Every year, Locatus draws up a Top 100 of retail chains for both the Netherlands and Belgium. Two neighbouring countries, which are quite similar in some respects. Both are not that big, and the languages are also closely related. However, their retail markets are very different in structure and development. This blog examines which retail chains are the most prominent in these two countries.
Top 10 compared
The Top 10’s based on the number retail outlets are completely different. In Belgium, the bank sector dominates the ranking, while in the Netherlands the number of banks has already fallen drastically. Rather than physical use of banks and currency, the Dutch have embraced payment by debit card and also telebanking.

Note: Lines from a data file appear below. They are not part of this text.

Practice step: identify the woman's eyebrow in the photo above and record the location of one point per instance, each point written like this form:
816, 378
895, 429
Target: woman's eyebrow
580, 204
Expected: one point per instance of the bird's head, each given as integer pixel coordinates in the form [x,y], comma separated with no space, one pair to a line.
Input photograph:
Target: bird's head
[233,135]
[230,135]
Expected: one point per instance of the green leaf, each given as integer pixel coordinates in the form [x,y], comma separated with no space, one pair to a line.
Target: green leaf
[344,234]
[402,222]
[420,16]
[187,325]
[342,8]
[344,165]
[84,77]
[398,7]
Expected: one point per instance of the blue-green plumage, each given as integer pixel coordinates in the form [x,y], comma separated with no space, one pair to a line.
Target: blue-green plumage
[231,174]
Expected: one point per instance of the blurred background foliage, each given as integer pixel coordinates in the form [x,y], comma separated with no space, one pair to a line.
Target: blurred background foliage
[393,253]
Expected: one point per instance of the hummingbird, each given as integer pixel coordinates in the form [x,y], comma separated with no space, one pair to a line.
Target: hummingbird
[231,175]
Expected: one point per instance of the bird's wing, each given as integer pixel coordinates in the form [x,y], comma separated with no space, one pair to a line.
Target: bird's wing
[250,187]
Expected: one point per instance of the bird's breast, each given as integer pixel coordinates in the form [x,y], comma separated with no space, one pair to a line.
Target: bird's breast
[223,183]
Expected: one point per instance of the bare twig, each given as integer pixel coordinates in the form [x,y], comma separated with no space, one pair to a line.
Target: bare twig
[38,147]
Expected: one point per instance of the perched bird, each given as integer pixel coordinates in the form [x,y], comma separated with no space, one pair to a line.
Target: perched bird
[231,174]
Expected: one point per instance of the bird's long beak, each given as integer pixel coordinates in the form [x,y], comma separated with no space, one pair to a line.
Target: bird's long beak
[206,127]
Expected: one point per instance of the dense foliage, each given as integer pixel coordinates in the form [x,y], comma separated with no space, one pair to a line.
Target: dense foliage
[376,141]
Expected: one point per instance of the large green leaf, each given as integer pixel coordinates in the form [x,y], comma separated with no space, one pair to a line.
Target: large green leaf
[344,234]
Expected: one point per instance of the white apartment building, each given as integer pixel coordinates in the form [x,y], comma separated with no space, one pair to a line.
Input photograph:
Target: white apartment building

In Belgium, too, the number of banks is declining more and more. A trend that will certainly continue. Thus, a lot of buildings from this sector will become vacant in the next few years.
In the Dutch Top 100, drugstore Kruidvat is the frontrunner. This drugstore chain is also gaining momentum in Belgium, entering their Top 25 last year. Zeeman is the only other Dutch multiple also to be found in the Belgian Top 25. Ranking in 22th place, Zeeman is just one spot above Kruidvat.

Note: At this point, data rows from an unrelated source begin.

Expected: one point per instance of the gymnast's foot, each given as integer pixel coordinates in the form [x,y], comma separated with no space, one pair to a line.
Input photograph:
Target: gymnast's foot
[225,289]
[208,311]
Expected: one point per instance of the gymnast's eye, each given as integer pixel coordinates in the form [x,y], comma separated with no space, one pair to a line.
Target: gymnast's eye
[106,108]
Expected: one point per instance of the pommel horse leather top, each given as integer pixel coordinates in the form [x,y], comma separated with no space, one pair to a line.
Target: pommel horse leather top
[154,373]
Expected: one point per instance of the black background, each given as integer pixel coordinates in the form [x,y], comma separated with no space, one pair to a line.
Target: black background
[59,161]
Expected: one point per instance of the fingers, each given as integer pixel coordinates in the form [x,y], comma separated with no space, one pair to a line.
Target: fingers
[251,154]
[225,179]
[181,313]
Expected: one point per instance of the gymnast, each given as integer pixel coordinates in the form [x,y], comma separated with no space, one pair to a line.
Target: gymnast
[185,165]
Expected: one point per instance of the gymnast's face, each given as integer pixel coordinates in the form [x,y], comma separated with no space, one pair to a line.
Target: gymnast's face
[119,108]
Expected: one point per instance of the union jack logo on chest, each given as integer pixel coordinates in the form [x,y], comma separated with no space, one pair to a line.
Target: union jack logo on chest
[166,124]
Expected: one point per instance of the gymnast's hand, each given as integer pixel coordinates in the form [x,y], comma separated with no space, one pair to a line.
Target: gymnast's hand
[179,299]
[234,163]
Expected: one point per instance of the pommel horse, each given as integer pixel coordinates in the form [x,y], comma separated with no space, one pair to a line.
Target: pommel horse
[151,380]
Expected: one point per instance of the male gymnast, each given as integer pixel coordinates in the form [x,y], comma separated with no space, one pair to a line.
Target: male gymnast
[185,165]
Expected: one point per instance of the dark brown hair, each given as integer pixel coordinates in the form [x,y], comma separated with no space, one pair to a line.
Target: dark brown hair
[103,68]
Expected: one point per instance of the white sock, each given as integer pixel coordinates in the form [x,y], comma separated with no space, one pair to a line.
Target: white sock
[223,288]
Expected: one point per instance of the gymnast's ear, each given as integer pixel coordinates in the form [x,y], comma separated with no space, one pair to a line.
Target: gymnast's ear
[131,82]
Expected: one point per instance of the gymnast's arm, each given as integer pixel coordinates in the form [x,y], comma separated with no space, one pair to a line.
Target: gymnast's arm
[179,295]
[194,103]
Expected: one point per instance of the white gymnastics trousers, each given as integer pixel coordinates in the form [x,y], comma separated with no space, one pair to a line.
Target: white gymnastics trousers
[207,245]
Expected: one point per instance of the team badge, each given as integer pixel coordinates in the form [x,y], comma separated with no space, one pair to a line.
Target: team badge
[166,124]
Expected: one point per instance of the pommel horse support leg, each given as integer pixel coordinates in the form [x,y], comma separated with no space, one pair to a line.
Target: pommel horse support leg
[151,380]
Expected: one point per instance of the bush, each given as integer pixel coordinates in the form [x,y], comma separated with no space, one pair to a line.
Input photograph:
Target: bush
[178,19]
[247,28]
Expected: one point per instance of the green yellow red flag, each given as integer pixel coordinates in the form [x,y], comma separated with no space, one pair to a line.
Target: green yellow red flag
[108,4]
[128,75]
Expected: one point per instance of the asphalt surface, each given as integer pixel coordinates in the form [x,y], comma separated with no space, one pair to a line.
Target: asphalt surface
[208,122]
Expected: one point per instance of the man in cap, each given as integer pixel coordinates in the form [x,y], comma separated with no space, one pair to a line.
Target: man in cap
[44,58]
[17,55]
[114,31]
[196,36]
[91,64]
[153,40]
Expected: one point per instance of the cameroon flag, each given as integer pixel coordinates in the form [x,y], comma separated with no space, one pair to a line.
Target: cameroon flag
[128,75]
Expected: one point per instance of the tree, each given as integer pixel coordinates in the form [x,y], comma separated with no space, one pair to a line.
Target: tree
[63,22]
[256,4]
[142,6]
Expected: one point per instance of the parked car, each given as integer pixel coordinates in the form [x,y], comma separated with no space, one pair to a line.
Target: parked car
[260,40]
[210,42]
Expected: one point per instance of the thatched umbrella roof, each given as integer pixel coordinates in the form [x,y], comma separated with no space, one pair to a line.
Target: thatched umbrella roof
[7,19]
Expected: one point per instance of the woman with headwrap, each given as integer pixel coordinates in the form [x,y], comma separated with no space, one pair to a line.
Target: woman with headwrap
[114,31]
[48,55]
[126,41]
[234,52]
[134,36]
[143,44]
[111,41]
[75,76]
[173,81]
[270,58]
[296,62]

Looking at the retail floor space, another type of multiples seems to predominate. The scale of supermarkets, DIY superstores and home furnishing superstores play a major part in this. The only overlap in the Top 10’s of both countries are Lidl and Ikea.
In Belgium, the Top 10 based on retail floor space is much “greener” (more supermarket chains). However, the average floor space of supermarkets is comparable in both countries: 970 m² in the Netherlands and 957 m² in Belgium.
To what extent does the streetscape resemble each other?
Naturally, each country has its own local multiples. But more and more retail chains are moving across borders. On the first of January 2020 we saw the following overlap in retail chains in the Top 100.
Top 100 (outlets): 27 retail chains are the same
Top 100 (surface): 22 retail chains are the same
The larger chains (both in number of retail outlets and in retail floor space) are mostly domestically owned. What is more striking is that most of the chains that appear in both Top 100s originate in the Netherlands. A few examples: Action, Albert Heijn, C&A, Kruidvat and HEMA. European or American chains that appear in both Top 100s are H&M, Primark, ZARA, Ikea, McDonald’s, Domino’s, ALDI, Lidl and Decathlon.
Of course, there is more overlap between the Netherlands and Belgium regarding multiples in their streetscape. But these do not appear in both Top 100s.